The compromise bill — passed by the Senate in the early morning of Jan. 1, and by the House much later that night — makes Bush-era tax rates permanent for individuals making under $400,000 and married couples making under $450,000, raises top capital gains and dividends tax rates from 15 to 20 percent, and extends unemployment benefits for one year, through Dec. 31. It also allows the payroll tax holiday to expire, meaning everyone will see an increase in their payroll taxes this year. On the education front, the American Opportunity Tax Credit, an annual credit of $2,500 per student for low- and middle-income families to help pay for college expenses, was extended for five years; and provisions for Coverdell education savings accounts, which allow families to save tax-free for education expenses, were made permanent.
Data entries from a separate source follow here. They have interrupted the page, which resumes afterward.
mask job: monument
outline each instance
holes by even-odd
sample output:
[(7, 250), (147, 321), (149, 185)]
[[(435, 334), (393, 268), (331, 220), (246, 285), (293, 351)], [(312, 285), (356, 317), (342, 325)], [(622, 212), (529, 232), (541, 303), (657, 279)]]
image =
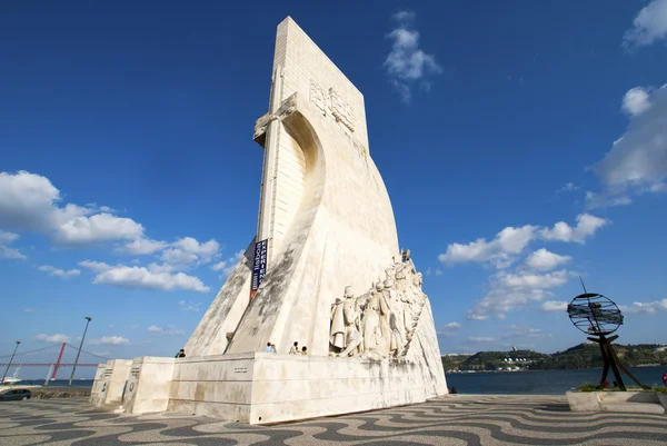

Postponing sequestration means a couple more months of sharp debate over the federal role lie ahead, as the government inches closer to the federal debt limit every day. Sequestration was a mechanism written into the Budget Control Act of 2011 to motivate Congress to address the growing federal debt within a specified time frame. The Act raised the debt ceiling, or the amount the federal government may borrow to pay its expenses, but it also required Congress to find spending cuts within one year or face devastating, across-the-board budget cuts known as sequestration. Now, the federal government faces hitting the debt ceiling once again, and still has not identified the cost savings needed for the last increase of the debt ceiling, let alone this one. Had Congress not delayed sequestration on New Year’s Day, the across-the-board cuts would have kicked in this week.
Although important, the new bill only raises an estimated $620 billion in new revenue over 10 years, while the president and Congress both said they needed more than $1 trillion to address the nation’s fiscal woes. And, when compared with the $1.5 trillion in spending cuts that have been enacted over the past year, it is clear that Congress has much more to do on the revenue side of the equation.
The 113th Congress was sworn in Thursday, Jan. 3. To avert sequestration, it is imperative that lawmakers focus not just on how to immediately balance the national check book, but also on how to wisely invest in the nation’s future. In other words, lawmakers must protect funding for K-12 education programs and college scholarships for low-income students. Our future depends on it.